La société turque conserve encore un profond réflexe de sacralisation de l’État et des tendances nationalistes très fortes, ce qui limite l’émergence d’un contre-pouvoir populaire. Néanmoins, l’aggravation des luttes internes au sein du pouvoir pourrait conduire à un changement du régime. Certains analystes évoquent même, ces dernières semaines, l’hypothèse d’un nouveau coup d’État.
Une recomposition régionale : la Turquie en ligne de mire ?
Ce scandale centré sur Chypre coïncide avec un moment clé dans la recomposition du Moyen-Orient, que le Parti des travailleurs du Kurdistan (PKK) décrit comme une « troisième guerre mondiale ». Selon certains analystes, tout changement majeur en Turquie pourrait commencer par une intervention sur la question chypriote.
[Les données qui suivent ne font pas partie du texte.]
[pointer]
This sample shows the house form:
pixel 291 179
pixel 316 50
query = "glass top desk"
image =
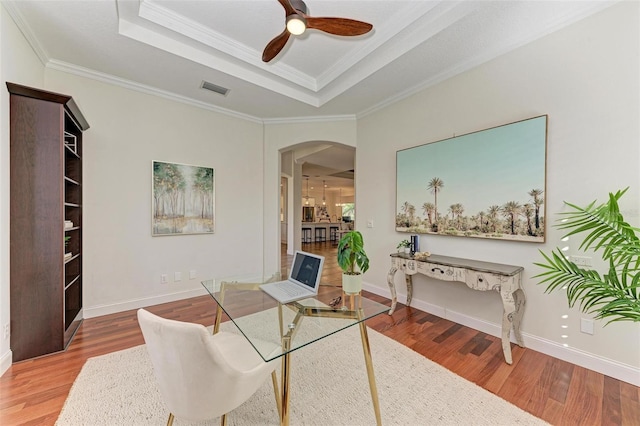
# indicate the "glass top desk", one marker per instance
pixel 260 318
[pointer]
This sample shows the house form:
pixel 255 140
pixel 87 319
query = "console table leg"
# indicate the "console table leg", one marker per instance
pixel 519 300
pixel 506 342
pixel 392 288
pixel 509 308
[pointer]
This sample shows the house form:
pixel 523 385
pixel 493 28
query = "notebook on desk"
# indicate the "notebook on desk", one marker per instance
pixel 303 281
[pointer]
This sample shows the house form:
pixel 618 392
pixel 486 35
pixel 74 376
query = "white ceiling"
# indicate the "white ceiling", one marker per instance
pixel 170 47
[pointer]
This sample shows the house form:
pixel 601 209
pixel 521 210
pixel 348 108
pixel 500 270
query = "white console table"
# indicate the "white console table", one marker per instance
pixel 482 276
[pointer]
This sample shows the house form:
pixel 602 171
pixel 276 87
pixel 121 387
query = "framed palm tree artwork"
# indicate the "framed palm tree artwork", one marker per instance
pixel 183 199
pixel 485 184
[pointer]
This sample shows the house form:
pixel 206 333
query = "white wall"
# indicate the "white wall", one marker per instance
pixel 585 78
pixel 129 129
pixel 18 64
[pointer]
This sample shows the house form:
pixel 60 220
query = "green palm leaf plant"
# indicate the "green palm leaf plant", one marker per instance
pixel 351 254
pixel 615 295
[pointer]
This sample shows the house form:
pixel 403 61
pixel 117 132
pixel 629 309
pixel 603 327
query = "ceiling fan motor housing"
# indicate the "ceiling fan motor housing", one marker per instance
pixel 299 5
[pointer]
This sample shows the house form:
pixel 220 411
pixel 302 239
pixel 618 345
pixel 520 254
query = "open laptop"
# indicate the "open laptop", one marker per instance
pixel 303 282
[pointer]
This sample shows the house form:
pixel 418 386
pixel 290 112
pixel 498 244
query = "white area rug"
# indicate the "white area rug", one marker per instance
pixel 329 386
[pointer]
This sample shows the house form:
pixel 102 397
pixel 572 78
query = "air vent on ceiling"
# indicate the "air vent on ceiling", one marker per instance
pixel 215 88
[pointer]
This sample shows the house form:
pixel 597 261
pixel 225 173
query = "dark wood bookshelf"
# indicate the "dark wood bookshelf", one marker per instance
pixel 45 190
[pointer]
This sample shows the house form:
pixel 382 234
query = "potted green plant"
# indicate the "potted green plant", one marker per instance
pixel 353 261
pixel 405 246
pixel 614 295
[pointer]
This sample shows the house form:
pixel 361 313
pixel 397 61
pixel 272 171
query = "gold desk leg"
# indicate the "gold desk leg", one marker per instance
pixel 286 358
pixel 218 320
pixel 276 392
pixel 372 380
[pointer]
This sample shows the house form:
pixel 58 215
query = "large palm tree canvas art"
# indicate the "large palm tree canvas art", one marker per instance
pixel 183 199
pixel 486 184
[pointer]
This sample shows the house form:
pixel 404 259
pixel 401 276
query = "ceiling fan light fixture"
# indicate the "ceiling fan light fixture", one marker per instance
pixel 296 24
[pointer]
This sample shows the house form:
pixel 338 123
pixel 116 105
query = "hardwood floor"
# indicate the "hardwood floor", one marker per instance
pixel 32 392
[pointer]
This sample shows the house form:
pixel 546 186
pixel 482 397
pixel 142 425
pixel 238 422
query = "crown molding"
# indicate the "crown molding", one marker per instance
pixel 316 119
pixel 26 30
pixel 127 84
pixel 165 18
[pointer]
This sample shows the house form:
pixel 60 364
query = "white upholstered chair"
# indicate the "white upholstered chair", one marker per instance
pixel 202 376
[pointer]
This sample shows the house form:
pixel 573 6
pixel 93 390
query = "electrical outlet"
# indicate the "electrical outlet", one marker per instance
pixel 581 260
pixel 586 325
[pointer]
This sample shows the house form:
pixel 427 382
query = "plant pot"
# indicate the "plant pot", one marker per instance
pixel 351 284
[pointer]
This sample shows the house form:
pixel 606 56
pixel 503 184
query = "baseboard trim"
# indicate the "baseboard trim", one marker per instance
pixel 608 367
pixel 97 311
pixel 5 361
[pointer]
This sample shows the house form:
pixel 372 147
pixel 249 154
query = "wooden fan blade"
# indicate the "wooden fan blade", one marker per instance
pixel 339 26
pixel 289 10
pixel 275 46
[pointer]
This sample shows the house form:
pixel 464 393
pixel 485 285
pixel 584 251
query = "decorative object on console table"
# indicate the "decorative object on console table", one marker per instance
pixel 45 191
pixel 615 295
pixel 415 244
pixel 353 261
pixel 404 246
pixel 481 276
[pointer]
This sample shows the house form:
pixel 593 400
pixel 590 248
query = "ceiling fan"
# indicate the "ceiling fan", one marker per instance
pixel 297 21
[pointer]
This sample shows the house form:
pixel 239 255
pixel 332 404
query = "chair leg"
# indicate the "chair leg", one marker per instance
pixel 276 393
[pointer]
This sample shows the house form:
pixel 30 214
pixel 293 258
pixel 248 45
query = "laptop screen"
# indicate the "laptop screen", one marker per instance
pixel 306 268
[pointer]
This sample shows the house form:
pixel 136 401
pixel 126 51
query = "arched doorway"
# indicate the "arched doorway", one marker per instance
pixel 316 178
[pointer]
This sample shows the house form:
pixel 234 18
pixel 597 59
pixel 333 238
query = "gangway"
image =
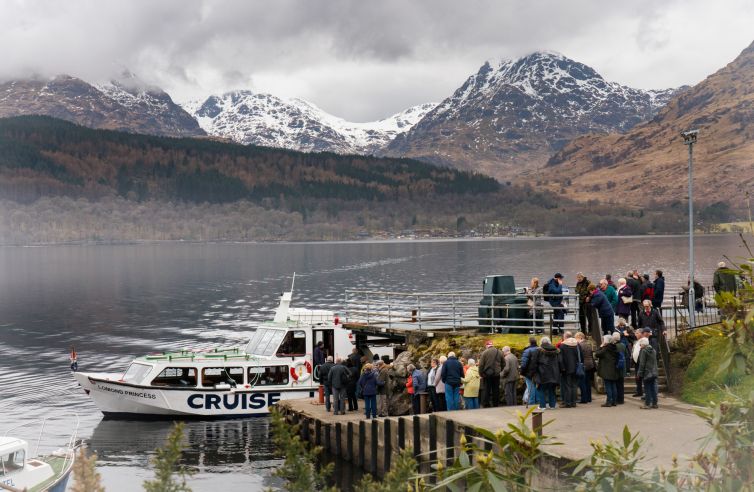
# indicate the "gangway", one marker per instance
pixel 391 313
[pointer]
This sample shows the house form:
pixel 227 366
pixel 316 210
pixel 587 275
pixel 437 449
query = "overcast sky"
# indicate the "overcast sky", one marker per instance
pixel 363 59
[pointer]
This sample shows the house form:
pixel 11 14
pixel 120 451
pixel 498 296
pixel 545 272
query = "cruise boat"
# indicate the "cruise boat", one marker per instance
pixel 21 470
pixel 275 365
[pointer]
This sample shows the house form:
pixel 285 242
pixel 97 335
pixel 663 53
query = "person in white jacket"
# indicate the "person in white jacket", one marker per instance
pixel 635 356
pixel 440 386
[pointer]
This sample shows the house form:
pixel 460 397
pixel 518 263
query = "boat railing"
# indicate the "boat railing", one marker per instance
pixel 71 442
pixel 458 310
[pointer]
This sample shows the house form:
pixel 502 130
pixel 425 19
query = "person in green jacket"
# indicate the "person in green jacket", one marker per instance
pixel 471 386
pixel 724 280
pixel 607 357
pixel 648 372
pixel 610 293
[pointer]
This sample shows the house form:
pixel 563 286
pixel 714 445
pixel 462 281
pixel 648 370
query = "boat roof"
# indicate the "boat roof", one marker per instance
pixel 8 444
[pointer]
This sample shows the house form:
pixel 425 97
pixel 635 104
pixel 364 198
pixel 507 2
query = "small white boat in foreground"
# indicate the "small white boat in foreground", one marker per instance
pixel 275 365
pixel 21 470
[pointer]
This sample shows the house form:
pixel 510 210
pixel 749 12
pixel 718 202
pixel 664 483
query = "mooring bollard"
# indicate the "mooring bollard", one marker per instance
pixel 536 421
pixel 349 442
pixel 373 448
pixel 450 434
pixel 401 433
pixel 417 437
pixel 388 446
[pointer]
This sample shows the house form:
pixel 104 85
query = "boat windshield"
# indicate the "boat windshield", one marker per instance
pixel 136 373
pixel 12 462
pixel 265 341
Pour le PKK, l’ordre établi à la suite de la Première Guerre mondiale s’effondre au Moyen-Orient. Le processus amorcé avec la guerre de Gaza le 7 octobre 2023 frappe désormais à la porte d’Ankara. Dans ce contexte, l’État turc pourrait soit négocier avec les Kurdes et ouvrir la voie à une démocratisation, soit s’enfermer dans une logique de guerre.
Une confrontation entre Israël et la Turquie n’est pas à exclure. Un tel scénario serait désastreux pour Ankara, et le premier coup pourrait être porté par la fin de l’occupation turque à Chypre.
Soucieux du danger qui s’annonce, l’État turc cherche depuis quelque temps à initier une nouvelle phase de dialogue avec le leader du PKK, Abdullah Öcalan, détenu en isolement sur l’île d’Imralı depuis 1999. Cependant, certains observateurs estiment qu’un clan au sein même du pouvoir chercherait à saboter toute perspective de processus de paix. Le scandale des cassettes aurait justement éclaté dans ce climat de tensions internes.
En résumé, le Moyen-Orient entre dans une phase de transformation profonde, marquée par l’effondrement progressif des structures héritées des anciens découpages artificiels. Ces bouleversements continueront de s’intensifier et n’épargneront personne.